MLAs scramble to explain phantom committee's stipend
Imagine you were getting paid $1,000 a month to do work above and beyond your regular job.
Now imagine you haven't actually done any extra work, but you still got paid the $1,000 a month.
If you can do that you have a vivid imagination - or you're an Alberta politician, specifically one of 21 MLAs who are members of an all-party legislative panel with the long-winded title Standing Committee on Privileges and Elections, Standing Orders and Printing.
The committee hasn't met since 2008, yet every member gets paid $1,000 a month, 12 months a year.
The committee's lack of vigour has been in the news off and on over the years but it made national headlines on Wednesday after the Canadian Taxpayers Federation handed out its tongue-in-cheek Teddy Awards to highlight the "worst of the worst in government waste."
Named after Ted Weatherill, a former federal-government employee dismissed in 1999 for "outrageous" expenses, the Teddies take aim at all politicians deemed to be wasting taxpayers' money.
And in the case of the Alberta standing committee, the award goes to all parties, not just the Conservatives.
Of the 21 members on the committee, 16 are Conservatives, two are from the Wildrose Party, and there's one each from the Liberals, New Democrats and the Alberta Party.

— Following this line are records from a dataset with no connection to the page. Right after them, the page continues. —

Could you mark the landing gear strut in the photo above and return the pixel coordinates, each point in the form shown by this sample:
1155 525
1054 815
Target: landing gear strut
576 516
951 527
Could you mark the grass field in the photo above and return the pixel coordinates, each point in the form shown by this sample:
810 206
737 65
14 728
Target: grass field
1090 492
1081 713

According to the legislative assembly's web page, the committee "meets when the House has referred a matter for consideration." And as the taxpayers' federation points out, the house hasn't referred a matter to the committee for 39 months.
But the members still get paid.
That had MLAs from all parties scrambling on Wednesday to justify why they're accepting money for working on a committee that doesn't do any work.
The worst scrambler by far was Genia Leskiw, the Conservative MLA from Bonnyville-Cold Lake, who tried to dance around the subject while managing to stick at least one foot in her mouth.
Leskiw said she doesn't know how many committees she sits on and she couldn't explain what the standing committee of privileges and elections actually does. When asked by reporters to explain the committee's work, Leskiw was literally at a loss for words for almost five seconds before blurting out, "No comment."
Asked if she was going to keep the $1,000 a month - or give it to charity as Liberal MLA David Swann does - she paused again before responding, "No comment."
Asked if the committee should be scrapped because it's not doing any work, she paused and said, "I have no opinion on that."
And this, I should point out, was Leskiw's second interview on the subject with reporters, after she had time to reflect on the subject and get briefed by staff.
The most common explanation for accepting money for work not done is that the MLAs work on other committees that don't pay any-thing extra.
"When I was first elected, I sat on seven committees and I was paid for sitting on three of them," said New Democrat MLA Rachel Notley who now sits on five committees but gets paid for three. "The net outcome is that I'm doing more than I'm paid for."
Notley's comments were echoed by virtually all the MLAs, who argued that getting paid to sit on a committee that does no work is counterbalanced by not getting paid to sit on committees that actually do work.
The opposition members, though, have a mitigating point in their favour. They want the standing committee on privileges and elections to meet but they're routinely shut down by the government. Notley has tried twice to have the committee meet in the past year to discuss points of privilege raised in the assembly dealing with government members' behaviour, but the government MLAs, who control a majority of members on the committee, ignored her.
"It's a total waste of money," says Wildrose MLA Guy Boutilier, who has been a member of the committee since October. "They should either call the committee to order or they should can the committee."
Boutilier says the opposition members re-ally have no choice but to sit on the committee just in case the government actually does call it to order to discuss technical issues of debate and decorum, in which case the opposition parties want to be there when decisions are made.
The solution to this issue likely lies in the hands of Jack Major, the former Supreme Court justice who runs a one-man commission reviewing MLA compensation. The average Alberta politician's remuneration is $163,000 a year including base salary, a retirement allowance and committee pay. Major could, for example, recommend that MLAs simply receive a lump-sum salary that covers all of their work or only give them extra money when they actually perform extra work.
The only system that won't work is the status quo where MLAs, regardless of party affiliation, look like they're fleecing taxpayers.